Rita describes the high points in her life and her connection to her past.
And once you were older you said you met Dorrith Sim. After that did you meet other people who came on the Kindertransport? What happened with that?
RM: Yes I used to go to meetings, Kindertransport meetings, which was nice because I met a lot of people on the same boat as I was. And Dorrith particularly was my friend.
INT: Yes and I think the people who came over all went in different directions didn’t they?
RM: They did, they did.
INT: I was going to ask you a little about your social life here. Was that primarily with your new friends through your husband?
INT: And now at this stage in your life, do you consider yourself Scottish or still a bit German or what?
RM: Scottish with German. Still German blood in my veins, Jewish German blood in my veins.
INT: Now asking you about your… Looking back on life, I’m sure that the worst experience of course must have been leaving Germany. What would you describe as the high points in your life?
RM: High points? Meeting my husband; getting married; having a wonderful life. 61 years we were married and life was very nice then. And then he took Parkinson’s, [he] was very unwell. I lost him too.
INT: But at least you had these years and he certainly seemed a man of decisiveness if he spotted you at this early stage.
RM: Yes, we were very happily married.
INT: And grandchildren?
INT: And do your grandchildren feel a connection to their Jewish background?

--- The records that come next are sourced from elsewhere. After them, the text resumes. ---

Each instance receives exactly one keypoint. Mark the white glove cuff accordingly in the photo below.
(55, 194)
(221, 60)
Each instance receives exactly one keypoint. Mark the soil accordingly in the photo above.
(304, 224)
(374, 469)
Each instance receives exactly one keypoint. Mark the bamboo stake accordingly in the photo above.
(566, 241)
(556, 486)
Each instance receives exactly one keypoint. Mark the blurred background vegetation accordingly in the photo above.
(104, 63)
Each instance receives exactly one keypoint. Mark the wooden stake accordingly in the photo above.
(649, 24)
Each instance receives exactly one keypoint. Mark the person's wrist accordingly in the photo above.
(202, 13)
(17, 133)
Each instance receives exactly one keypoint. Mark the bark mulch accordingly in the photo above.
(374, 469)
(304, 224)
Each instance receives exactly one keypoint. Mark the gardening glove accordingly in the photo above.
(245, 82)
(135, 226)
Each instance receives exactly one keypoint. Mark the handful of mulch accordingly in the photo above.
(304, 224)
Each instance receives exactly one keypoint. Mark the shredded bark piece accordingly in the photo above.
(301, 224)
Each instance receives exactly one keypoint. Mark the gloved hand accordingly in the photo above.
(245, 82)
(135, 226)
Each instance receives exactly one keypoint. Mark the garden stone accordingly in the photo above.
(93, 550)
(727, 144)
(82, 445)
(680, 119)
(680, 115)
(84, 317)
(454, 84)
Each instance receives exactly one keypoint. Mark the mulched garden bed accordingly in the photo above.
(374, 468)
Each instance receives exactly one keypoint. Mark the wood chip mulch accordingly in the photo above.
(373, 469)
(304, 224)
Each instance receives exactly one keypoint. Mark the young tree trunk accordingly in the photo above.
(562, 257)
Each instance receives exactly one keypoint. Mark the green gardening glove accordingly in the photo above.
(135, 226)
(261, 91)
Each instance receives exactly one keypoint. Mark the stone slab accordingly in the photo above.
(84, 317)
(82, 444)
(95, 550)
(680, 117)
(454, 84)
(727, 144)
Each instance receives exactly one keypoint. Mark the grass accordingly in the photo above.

This part of your life?
RM: Some of them do. Leah, who’s called after my mother, she went to Israel, I told you, and she just loves Israel and relatives there. She decided that she would go and she feels… She’s a sailor; she’s at sea in the Merchant Navy. And she’s a very independent girl. So she’s coming home at the end of the month. I look forward to seeing her. But she’s very interested in Israel at the moment.
INT: That’s interesting. It was very nice to speak to you Rita and thank you for coming to us this morning. Thank you very much.